Reviewed at: Remembrance

Villager Three introduces us to Kira Hawthorne, a 14 year old girl who's reality has just changed with the integration of a System on earth.

To escape home for a short stint, and avoid homework, she enters a Gate...and emerges so many years later, the world is not the same, even more so than before.

I really like the worldbuilding here. The modern human society, how "Enliss" is an ancient language, the constant barrage of monster threats that threaten the world. And that paragraph on dragon hoards ;)

Sometimes it is a bit of an info dump, but Kruos inserts a lot of it smoothly.

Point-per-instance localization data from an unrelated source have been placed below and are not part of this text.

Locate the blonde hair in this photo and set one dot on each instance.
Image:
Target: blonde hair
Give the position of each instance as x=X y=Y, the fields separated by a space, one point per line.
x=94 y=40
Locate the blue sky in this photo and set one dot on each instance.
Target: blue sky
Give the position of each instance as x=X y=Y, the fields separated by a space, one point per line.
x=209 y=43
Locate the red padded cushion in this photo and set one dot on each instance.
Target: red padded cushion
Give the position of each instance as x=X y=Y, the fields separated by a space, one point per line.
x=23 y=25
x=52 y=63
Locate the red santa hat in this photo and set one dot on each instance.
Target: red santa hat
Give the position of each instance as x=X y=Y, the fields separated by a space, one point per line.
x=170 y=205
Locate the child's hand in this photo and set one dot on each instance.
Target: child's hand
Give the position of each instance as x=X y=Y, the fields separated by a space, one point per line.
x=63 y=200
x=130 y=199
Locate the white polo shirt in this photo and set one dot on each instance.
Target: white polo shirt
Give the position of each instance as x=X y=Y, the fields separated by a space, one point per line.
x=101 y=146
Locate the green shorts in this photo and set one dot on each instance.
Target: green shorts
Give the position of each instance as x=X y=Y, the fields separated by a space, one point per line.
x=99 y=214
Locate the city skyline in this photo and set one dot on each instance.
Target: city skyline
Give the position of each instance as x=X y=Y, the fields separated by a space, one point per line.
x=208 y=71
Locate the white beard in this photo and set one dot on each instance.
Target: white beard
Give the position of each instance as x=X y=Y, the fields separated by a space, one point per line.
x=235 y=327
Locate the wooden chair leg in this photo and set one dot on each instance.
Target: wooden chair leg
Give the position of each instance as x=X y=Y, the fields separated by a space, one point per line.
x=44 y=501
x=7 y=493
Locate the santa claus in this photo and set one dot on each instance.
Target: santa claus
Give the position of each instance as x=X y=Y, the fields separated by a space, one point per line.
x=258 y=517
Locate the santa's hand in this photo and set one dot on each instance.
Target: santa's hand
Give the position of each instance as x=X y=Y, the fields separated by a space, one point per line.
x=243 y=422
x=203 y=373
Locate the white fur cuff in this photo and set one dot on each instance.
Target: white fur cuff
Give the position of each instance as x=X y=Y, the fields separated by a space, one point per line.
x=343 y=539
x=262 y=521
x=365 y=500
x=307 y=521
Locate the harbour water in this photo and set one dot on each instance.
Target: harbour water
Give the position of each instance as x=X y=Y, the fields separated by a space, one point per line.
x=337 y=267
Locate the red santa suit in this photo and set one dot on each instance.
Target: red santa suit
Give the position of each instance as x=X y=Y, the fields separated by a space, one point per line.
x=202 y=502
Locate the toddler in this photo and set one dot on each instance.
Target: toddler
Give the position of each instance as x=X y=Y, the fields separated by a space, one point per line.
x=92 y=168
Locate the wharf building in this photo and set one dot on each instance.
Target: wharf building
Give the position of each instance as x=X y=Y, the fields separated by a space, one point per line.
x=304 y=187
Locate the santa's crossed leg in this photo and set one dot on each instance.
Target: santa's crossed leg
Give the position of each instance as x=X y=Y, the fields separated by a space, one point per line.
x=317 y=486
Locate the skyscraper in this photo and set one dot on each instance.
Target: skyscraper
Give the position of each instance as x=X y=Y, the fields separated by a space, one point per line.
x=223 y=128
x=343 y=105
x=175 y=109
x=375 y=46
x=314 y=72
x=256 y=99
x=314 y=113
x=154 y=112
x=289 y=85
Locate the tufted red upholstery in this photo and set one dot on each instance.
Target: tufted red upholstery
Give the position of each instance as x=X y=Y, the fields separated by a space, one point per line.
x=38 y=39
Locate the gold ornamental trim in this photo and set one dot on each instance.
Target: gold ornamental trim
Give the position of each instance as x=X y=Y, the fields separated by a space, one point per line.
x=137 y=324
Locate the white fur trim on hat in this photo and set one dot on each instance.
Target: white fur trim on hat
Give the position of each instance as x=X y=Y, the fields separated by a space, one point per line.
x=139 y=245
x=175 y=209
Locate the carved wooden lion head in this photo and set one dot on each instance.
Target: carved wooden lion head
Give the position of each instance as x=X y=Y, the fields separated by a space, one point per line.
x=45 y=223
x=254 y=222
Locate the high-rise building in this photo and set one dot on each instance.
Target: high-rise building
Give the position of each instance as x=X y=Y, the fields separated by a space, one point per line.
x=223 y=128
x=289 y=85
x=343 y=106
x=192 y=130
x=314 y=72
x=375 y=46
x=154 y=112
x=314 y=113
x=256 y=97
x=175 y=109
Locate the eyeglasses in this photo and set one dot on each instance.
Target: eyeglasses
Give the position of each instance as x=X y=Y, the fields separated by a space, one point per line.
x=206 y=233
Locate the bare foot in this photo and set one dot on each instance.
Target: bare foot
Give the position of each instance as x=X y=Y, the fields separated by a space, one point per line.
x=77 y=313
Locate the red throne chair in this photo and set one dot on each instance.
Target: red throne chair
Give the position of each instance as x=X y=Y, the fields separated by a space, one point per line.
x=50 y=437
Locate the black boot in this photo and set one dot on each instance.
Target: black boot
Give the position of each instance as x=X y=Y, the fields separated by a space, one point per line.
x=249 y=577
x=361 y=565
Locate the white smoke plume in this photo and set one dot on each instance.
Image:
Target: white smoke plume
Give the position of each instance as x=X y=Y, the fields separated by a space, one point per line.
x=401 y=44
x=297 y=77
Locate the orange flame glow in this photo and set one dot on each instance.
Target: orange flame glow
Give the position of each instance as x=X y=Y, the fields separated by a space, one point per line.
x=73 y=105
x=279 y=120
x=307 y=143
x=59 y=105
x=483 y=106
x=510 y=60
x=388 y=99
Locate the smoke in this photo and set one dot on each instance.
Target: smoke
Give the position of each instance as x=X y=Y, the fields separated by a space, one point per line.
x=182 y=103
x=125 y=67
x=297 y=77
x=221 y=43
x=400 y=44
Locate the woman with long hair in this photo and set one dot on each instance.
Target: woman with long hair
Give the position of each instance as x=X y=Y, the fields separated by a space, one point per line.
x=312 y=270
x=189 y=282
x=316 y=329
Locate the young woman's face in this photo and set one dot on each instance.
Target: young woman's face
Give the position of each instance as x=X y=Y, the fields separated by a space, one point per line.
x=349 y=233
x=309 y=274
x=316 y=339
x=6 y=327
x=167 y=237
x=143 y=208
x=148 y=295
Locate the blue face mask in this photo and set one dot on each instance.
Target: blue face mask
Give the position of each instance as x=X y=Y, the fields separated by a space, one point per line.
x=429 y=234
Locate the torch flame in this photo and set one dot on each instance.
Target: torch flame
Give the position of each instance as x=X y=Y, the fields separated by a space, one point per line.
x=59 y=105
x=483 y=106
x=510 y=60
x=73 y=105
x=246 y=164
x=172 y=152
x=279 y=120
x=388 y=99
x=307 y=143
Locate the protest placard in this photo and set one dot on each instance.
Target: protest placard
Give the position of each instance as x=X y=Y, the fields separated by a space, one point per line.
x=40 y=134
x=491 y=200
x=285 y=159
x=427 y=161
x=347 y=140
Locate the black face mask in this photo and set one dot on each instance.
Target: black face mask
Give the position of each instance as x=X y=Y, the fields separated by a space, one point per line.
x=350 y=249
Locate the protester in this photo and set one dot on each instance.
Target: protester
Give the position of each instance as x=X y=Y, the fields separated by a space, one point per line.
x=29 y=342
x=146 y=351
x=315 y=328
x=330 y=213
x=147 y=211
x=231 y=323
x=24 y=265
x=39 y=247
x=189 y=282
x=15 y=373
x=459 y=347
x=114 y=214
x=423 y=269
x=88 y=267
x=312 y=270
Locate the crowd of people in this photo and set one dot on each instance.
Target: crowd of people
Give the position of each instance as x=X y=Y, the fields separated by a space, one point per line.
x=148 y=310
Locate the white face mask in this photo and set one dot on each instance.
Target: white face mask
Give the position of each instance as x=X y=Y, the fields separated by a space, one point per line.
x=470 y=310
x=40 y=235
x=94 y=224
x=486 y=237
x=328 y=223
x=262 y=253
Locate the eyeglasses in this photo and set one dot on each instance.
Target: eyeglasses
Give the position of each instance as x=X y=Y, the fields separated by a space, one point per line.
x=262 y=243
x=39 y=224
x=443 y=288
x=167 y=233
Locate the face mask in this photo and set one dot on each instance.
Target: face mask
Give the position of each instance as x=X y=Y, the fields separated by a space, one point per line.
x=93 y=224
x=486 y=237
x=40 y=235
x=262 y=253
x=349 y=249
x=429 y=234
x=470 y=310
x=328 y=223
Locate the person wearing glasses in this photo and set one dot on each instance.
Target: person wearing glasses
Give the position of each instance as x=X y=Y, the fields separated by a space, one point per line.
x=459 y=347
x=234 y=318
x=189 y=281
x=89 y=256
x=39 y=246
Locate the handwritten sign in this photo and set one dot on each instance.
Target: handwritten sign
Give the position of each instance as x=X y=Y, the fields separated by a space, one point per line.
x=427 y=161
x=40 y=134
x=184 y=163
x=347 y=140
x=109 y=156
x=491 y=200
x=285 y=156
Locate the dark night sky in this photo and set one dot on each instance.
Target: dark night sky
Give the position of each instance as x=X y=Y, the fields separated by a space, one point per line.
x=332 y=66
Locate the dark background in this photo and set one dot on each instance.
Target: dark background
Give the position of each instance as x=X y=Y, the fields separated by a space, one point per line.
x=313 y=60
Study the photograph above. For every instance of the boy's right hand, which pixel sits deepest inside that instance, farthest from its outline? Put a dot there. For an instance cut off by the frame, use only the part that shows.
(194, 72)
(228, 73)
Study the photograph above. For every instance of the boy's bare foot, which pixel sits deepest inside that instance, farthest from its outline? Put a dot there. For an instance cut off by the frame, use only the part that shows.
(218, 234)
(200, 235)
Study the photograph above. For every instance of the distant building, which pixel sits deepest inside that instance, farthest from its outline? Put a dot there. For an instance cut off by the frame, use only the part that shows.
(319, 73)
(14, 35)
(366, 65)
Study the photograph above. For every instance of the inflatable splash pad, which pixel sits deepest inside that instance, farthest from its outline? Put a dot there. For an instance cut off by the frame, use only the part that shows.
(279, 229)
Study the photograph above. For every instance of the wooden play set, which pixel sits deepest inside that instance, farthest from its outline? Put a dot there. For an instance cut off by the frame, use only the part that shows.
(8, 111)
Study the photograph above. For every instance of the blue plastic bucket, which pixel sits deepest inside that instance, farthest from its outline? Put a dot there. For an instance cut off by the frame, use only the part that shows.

I know Kira's journey, so far, has been more of an emotional one. Yes, there are some fight scenes, but those have all felt effortless. I wish Kira had more obstacles beside her internal struggles

We have some hint of that, when Karl mentions he got the sweeter deal when he helped her out..but in that regard I don't think he will be causing Kira trouble, he'll just be gaining more from their agreement.

Kira's Drake friend who initially helps her has fallen into the back drop with the training section, but in the first place her main characteristics were maternal and protective. She felt a bit...hollow?

I know that with the relevation of Kira's past we should have more of an understanding about why things are the way they are...but somehow, it still falls a bit flat for me.

I guess, to me, Kira is borderline Mary Sue? Because though she is described as having flaws (like the fatalism and repressed emotions) we have yet to see those problems affect her a a real way, with real consequences. 

So, there are some problems with the sense of lack of conflict, and the over powered potential Kira has, but Villager Three is still an enjoyable read.

Some nice differences from the usual:

Kira is still being set up with issues, so my complaints can be totally wiped away with future development.

It's nice that the world isn't super dark and grim, well, it has those parts, but so far things have been more light hearted.

There are some cliche scenes that still manage to be funny, so here, the cliche isn't a negative at all.